3日で2500万本を突破した新生茶 差別化が難しい緑茶市場での戦略、キリンビバレッジ

キリンビバレッジの「キリン 生茶」は4月9日のリニューアル発売から3日間で販売数量が2500万本を突破した。同ブランドにおいてトップクラスの立ち上がりで推移している。緑茶そのものへの関心を高める取り組みや、「生活になじむ」といった新しい観点での訴求が奏功。

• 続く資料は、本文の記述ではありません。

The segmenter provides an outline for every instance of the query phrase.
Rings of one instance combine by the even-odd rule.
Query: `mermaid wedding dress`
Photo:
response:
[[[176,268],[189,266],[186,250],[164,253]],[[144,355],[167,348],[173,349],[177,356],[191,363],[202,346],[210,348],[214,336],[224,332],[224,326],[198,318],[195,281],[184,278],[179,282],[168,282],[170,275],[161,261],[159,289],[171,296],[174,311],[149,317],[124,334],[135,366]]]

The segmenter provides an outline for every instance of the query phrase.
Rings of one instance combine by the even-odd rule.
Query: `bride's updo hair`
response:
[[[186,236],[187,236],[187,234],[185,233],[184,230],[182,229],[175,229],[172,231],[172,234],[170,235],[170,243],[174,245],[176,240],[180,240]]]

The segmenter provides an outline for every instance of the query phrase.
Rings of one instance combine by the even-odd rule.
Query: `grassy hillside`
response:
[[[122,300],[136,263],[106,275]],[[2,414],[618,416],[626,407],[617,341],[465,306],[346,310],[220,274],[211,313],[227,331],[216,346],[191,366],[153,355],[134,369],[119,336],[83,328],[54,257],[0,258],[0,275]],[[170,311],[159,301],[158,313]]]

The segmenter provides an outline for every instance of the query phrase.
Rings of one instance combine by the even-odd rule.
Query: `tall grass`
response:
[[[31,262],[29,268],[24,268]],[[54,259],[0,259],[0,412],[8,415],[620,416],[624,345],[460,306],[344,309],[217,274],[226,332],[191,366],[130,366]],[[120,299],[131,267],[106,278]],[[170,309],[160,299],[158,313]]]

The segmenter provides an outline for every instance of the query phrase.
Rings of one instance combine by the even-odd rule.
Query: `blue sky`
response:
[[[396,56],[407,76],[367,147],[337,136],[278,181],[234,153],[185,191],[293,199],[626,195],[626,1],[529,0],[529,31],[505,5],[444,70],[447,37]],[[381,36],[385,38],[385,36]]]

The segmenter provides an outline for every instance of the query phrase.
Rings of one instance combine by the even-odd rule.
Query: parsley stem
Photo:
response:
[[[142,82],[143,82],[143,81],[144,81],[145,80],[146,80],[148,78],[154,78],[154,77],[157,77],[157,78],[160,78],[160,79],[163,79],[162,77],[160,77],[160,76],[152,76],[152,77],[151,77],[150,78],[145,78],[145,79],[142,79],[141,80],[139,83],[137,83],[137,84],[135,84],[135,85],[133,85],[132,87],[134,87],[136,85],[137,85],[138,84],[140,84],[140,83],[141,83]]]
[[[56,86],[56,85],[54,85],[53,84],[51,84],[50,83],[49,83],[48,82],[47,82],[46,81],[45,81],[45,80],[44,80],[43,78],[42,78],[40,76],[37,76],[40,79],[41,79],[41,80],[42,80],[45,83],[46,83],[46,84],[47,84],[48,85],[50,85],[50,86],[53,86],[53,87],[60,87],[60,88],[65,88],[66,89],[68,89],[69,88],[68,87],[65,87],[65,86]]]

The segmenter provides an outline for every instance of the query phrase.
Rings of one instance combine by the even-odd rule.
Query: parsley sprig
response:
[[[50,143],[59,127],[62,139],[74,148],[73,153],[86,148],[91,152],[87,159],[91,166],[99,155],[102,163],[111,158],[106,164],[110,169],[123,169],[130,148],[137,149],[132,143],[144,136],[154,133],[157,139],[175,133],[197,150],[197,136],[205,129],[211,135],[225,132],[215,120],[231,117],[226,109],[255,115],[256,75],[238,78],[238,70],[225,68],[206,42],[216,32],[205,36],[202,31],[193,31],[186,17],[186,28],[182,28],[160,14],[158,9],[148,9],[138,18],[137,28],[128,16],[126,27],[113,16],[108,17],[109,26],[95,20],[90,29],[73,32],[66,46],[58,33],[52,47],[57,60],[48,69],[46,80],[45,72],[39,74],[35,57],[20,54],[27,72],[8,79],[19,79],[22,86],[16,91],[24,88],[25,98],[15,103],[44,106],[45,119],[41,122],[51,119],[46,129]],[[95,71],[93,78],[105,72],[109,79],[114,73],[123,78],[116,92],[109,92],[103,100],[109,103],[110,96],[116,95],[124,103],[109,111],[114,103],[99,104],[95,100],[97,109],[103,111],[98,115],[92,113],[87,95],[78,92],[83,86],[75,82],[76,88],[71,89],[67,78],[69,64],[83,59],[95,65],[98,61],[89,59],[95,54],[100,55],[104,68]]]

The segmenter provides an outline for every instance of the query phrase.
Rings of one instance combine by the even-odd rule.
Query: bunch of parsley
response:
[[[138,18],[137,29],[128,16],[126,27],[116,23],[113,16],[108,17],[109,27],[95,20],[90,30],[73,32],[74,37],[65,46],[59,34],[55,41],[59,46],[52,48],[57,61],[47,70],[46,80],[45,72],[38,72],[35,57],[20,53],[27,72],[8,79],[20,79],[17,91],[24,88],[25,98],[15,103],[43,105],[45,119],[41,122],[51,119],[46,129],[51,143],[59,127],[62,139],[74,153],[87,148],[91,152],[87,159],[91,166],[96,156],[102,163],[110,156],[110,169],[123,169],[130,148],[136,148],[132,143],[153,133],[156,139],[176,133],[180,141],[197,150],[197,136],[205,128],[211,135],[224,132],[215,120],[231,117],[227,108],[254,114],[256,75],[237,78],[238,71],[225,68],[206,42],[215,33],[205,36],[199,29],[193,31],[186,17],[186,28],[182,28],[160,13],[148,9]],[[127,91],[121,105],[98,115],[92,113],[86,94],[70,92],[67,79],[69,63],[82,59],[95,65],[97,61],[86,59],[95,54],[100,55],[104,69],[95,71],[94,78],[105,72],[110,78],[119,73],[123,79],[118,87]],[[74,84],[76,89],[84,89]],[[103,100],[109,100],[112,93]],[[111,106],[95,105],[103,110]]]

同日リニューアルした「キリン 生茶ほうじ煎茶」も、前年販売実績の約1.6倍に伸長している。

ペットボトル緑茶市場は価格や味の差別化が難しくなったことでコモディティ化が進んでおり、2023年の無糖茶カテゴリーの販売数量は前年比98.9%、緑茶カテゴリーも前年比98.4%と厳しい状況が続く。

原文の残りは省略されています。